Friday, May 13, 2016

IMF independently predict disaster if UK leaves EU shocker!

The economic powers that be all predicted catastrophe if we didn’t join the Euro. They all failed to predict the global crash of 2008. Now they are all predicting disaster if we leave the EU. The IMF, OECD and Treasury all predict the economy will be anywhere between 1.5% to 9% smaller in 2030 than if we stayed in the EU. Let’s be clear what that means. We won’t be 1.5% poorer than we are now, but that we will be 1.5% less rich than we would have been if we knuckled under to the EU, and meekly accepted becoming part of a country called Europe.

I’ve comprehensively debunked their figures here and here. But even if the economic establishment have got their sums right for once (please suspend your disbelief), are we really prepared to chuck away all the civil and democratic rights won by our ancestors since Magna Carta for a miserable £1.50 for every £100 we earn?

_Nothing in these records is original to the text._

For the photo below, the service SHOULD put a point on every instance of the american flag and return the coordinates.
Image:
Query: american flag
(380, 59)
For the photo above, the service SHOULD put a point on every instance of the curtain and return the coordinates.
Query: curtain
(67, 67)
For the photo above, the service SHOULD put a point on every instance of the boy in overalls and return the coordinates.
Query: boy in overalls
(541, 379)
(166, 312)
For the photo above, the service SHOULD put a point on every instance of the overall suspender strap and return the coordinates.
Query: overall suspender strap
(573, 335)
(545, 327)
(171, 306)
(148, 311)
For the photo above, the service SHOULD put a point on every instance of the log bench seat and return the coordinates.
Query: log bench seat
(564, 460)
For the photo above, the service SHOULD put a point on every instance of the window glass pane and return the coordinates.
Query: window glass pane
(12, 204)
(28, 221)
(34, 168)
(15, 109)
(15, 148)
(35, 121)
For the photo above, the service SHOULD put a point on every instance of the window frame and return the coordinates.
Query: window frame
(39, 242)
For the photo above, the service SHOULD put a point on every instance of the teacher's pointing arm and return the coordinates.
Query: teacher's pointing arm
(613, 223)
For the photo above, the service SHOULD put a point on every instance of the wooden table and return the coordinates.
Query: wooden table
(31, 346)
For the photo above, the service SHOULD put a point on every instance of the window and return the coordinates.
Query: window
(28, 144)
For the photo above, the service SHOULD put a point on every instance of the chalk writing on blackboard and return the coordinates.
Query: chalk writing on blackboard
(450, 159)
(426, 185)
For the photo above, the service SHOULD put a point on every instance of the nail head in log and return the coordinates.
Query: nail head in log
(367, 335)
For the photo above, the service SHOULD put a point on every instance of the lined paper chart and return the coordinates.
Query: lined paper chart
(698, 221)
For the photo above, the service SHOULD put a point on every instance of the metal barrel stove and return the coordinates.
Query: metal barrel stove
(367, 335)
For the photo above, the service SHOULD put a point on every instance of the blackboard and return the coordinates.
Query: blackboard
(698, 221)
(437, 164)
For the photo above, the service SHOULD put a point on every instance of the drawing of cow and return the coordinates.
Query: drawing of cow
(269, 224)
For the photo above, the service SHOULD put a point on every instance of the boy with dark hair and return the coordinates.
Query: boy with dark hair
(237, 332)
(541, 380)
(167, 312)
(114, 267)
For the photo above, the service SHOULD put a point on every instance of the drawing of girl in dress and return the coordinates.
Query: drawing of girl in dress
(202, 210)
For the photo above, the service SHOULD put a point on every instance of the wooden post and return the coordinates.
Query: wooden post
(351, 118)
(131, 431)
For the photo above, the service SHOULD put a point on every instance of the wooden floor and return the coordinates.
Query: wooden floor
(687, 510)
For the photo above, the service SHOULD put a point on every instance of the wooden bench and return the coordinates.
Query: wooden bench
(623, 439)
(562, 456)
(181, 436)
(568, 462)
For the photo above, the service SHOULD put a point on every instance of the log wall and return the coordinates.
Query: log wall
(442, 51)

But where project complete bollox really goes into overdrive, is in the insistence that there will be NO economic upside to leaving the EU. No scenario in which the UK would be better off out. Let’s look how the economic establishment comes up with these fishy figures

1. They all used broadly the same starting point.

2. They all used broadly the same mathematical model.

3. They all make broadly the same assumptions.

Therefore, it’s no surprise they come up with roughly the same result. So how have they done it?

1. The starting point is uncontroversial. We can all agree that we are currently in the EU, have a GDP of approximately £1.8 trillion and have no trade deals of our own.

2. The model. They all use something called the “gravity model”. Some insist this is discredited. It doesn't matter, with the assumptions made the result would not be that different regardless of model.

3. The assumptions are as follows:

a) We keep all existing EU regulations because we love them. This isn't just controversial, it's inane drivel. One of the main reasons for leaving the EU is daft regulations.

b) We take an age about negotiating a new deal with the EU. This is possible, as we don't know if the common sense merchants or vindictive bureaucrats will win the day. What we do know is that we buy more from them than they do from us, so they would do more actual damage to their own economy than to ours. Just imagine the meeting where Angela Merkel tells the CEO’s of BMW, VWAudi, Mercedes and Porsche. “Hello, I’m going to support punitive economic sanctions on the country which takes 20% of your car exports.” No, I can’t imagine it either.

c) We do no trade deals with anyone else, or at least are very slow at it. EU slow, rather than say Australia quick. This isn't plausible. An EU free trade deal has to please 28 countries. We just have to please ourselves. As well as getting rid of regulation, one of the things the leave camp favour is free trade, whether that be with the Commonwealth, the Anglo-sphere or in fact almost everywhere.

There are many good reasons to leave the EU, for most of us it is the desire not to become part of a country called Europe. We want to revitalize our democracy and return to honest, accountable politics. As Dan Hannan said “We fought a civil war in this country to establish the principle that laws should not be passed nor taxes raised except by our own elected representatives.” Today, that power, that we won in a bloody Civil War, is vested in European Commissioners, most of whom owe their position to having lost elections. Economic isolationism isn’t a reason to leave the EU, it is a reason to stay in. Once out, in Churchill’s words, “we will choose the open sea”, not a stagnating EU which has only just managed to raise its economic growth above that of Antarctica.